2007 Turkey/Germany/Italy



When his father (Tuncel Kurtiz) accidentally kills a prostitute (Nursel Koese), Nejat (Baki Davrak) seeks out the woman's 27-year-old daughter, Ayten (Nurgul Yesilcay), to make amends. Nejat focuses his search in Turkey, but Ayten, part of a closely scrutinized activist group, has already fled to Germany. Lives intersect in unexpected ways in writer-director Fatih Akin's multilayered drama.
9/10



A perfectly knitted sociopolitical commentary on 3 families intersecting lives.
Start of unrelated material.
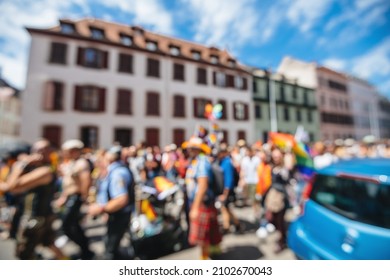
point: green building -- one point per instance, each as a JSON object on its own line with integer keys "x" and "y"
{"x": 280, "y": 104}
In vein of Alejandro González Iñárritu's style of connecting people together in interesting ways through dramatic story telling, Akin definitely has cast searing talent who really bring realistic human interaction to a film.
How the camera dances and the direction of each scene is set up aesthetically pleasing to the eye, from The Black Sea and it's beaches to Istanbul and/or Hamburg's charming cultural backdrops. The film is told in three portions, the first two parts are the deaths of two characters explaining how the 3rd part begins and comes to be. Just over two hours, the movie's pace is reset as each story ends and the next chapter begins. That technique really keeps a movie interesting where it's strength is dialog acted right. Tragedy turns to enlightenment as each separate character comes together teaching one another some very subtle yet vital lesson about one another and their lives.